# Mixing different kinds of shrimp in same tank



## Chicago Jeff

Hello all. I am planning on getting a few Red Cherry Shrimp (or possibly other type) for a tank I am setting up and was wondering if I can mix other types of shrimp. Would there be a problem with them getting along? There are so many kinds of shrimp in many cool colors now on Aquabid and ebay. 
Thanks in advance .

Jeff


----------



## James He

If you don't worry about inter-breeding, you can keep most of them together in one tank.


----------



## armedbiggiet

Your shrimp going to be very bad looking as mix breeding like that you are going to end up alot of "no color shrimps" or just brown like back in teh wild form.


----------



## timbruun

When looking at shrimp it's best to look at the scientific name to find out if they will interbreed. Cherry which is a neocardina will interbreed with other neocardina but not with others generally. All the cardina interbreed also. I've got red cherry with green shrimp and they are doign great. They both require similar water parameters, as in GH, KH and pH. They also stay about the same size .


----------



## Chicago Jeff

Thanks all, maybe I'll stick to RCS's only.


----------



## Seattle_Aquarist

Hi Chicago Jeff,

Here is a really good compability chart that I like.


----------



## timbruun

Try this one. Alot more to it.

Click Here


----------



## Chicago Jeff

Thanks guys . That opens up another question regarding keeping shrimp and hoping that they *don't* crossbreed. I understand now that mixing shrimp may cause undesirable crossbred shrimp that may be, for lack of better words, ugly. If I were to keep shrimp that are proven *not* to crossbreed, and they got along, I could basically keep 2 or more types of shrimp in the tank? This would be for aesthetic purposes only.


----------



## timbruun

For sure. Like I said, I have cherries and greens in the same tank. The nice part is the green start breeding at a smaller size so you can get excited about that earlier on until the cherries start breeding. Ghost shrimp are known to be more aggressive and eat other shrimp young. Or can. Similar water needs and sizes would be great.


----------



## Scipio

timbruun said:


> When looking at shrimp it's best to look at the scientific name to find out if they will interbreed. Cherry which is a neocardina will interbreed with other neocardina but not with others generally. All the cardina interbreed also. I've got red cherry with green shrimp and they are doign great. They both require similar water parameters, as in GH, KH and pH. They also stay about the same size .

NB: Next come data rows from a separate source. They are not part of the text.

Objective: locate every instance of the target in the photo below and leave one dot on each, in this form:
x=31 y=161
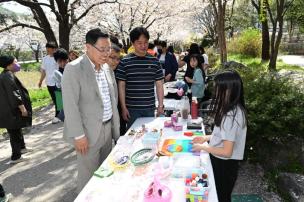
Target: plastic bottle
x=194 y=108
x=185 y=109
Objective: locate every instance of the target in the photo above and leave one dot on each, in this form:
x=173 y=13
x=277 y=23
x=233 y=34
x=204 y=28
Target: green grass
x=29 y=79
x=256 y=63
x=33 y=66
x=39 y=97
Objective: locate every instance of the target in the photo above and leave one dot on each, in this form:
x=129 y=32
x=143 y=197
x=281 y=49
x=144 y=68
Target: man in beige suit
x=90 y=106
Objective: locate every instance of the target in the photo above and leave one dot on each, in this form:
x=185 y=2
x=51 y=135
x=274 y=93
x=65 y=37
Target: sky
x=16 y=7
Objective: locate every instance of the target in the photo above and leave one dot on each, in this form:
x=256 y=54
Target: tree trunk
x=64 y=34
x=276 y=45
x=221 y=32
x=265 y=41
x=43 y=22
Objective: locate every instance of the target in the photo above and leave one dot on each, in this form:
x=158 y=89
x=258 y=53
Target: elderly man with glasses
x=90 y=105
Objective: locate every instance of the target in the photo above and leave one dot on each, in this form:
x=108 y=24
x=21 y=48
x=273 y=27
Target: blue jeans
x=138 y=113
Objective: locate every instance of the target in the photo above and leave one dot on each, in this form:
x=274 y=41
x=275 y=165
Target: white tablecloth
x=124 y=186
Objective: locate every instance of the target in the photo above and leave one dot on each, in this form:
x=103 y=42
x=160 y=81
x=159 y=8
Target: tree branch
x=90 y=7
x=29 y=4
x=22 y=25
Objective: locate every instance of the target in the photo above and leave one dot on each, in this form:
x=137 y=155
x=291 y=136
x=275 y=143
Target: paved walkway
x=50 y=173
x=293 y=59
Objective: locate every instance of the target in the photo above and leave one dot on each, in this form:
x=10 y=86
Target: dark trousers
x=123 y=124
x=51 y=90
x=2 y=193
x=225 y=174
x=17 y=142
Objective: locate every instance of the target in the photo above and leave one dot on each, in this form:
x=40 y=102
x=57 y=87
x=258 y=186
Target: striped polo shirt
x=140 y=74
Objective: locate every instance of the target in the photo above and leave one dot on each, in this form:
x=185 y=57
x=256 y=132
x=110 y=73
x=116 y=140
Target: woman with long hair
x=227 y=141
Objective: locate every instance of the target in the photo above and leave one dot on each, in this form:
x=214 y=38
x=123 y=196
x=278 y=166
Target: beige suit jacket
x=82 y=102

Not all Caridina will interbreed. I don't want to come off as rude but please make sure you do proper research as not to place misinfomation like this. There is already plenty if misinformation on this hobby here in the US and I'm sure you ment no harm.

The Malawa shrimp (Caridina pareparensis parvidentata) is not known to date to interbreed with any other Caradina. Amano shrimp (Caradina japonica) will not interbreed with other caridina. The Sri Lanka (Caridina simoni simoni) is another shrimp that at the moment is not known to interbreed with other caridina. The Red nose (Caridina graciliorostris) and the Malaya shrimp (Caridina sp.) are considered safe with most caridina. Caridina seems much to generalized.

Now Neocaridina is another thing.... most seem to be to willing to muddy up.

I personally have kept regular Tiger shrimps (Caridina cantonensis) with Green shrimps (Caridina sp.) for over a year with no interbreeding. And at the moment I have orange eye Blue Tigers (Caridina cantonensis) with Green shrimps (Caridinam sp.) and yet I still have no interbreeding.


----------